Aspiraba a descubrir el espíritu atrapado en las antiguas máscaras de jade. Soñó, pues, con un cine de intemporalidad, lo que nadie había hecho antes”.[4]
Serguei Eisenstein creó una estructura poco ortodoxa formada por un prólogo, cuatro capítulos de trama independiente y un epílogo. Desde el prólogo, Eisenstein anuncia una ruptura en la línea del tiempo. Impreso en el celuloide se lee:
El tiempo del prólogo está en la eternidad.
Podría ser hoy.
Pudo haber sido hace veinte años.
Porque los habitantes de Yucatán,
tierra de ruinas y de enormes pirámides,
conservan todavía, en su rostro y en sus formas,
las características de sus antepasados:
la gran raza de los antiguos mayas.
Piedras,
dioses,
hombres…
Por medio del montaje, Eisenstein pretendía hilar los múltiples hilos de cada historia en torno a una reflexión filosófica y atemporal sobre lo que él mismo definió como “La gran sabiduría de México respecto a la muerte. La unidad de muerte y vida. El fallecimiento de uno y el nacimiento de otro. El círculo eterno. Y la sabiduría aun mayor de México: el goce de este círculo eterno”.[5]

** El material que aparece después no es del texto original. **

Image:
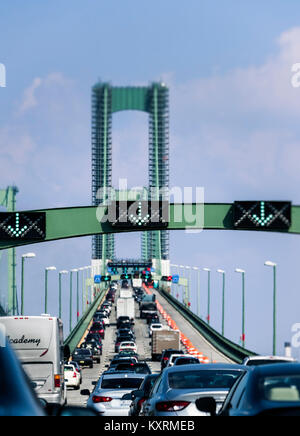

Las pretensiones de Eisenstein, sin embargo, se vieron frustradas a raíz de una serie de desacuerdos con el productor estadunidense Upton Sinclair, quien, según dictaban las cláusulas del contrato de producción, era propietario de los negativos una vez que estos fuesen revelados en el laboratorio.
El conflicto entre el cineasta y los financieros provocó que Eisenstein fuera despojado de todo el material filmado, mismo que fue entregado por Sinclair a un grupo de editores totalmente ajenos al proyecto. Como era de esperarse, el resultado fue un verdadero desastre.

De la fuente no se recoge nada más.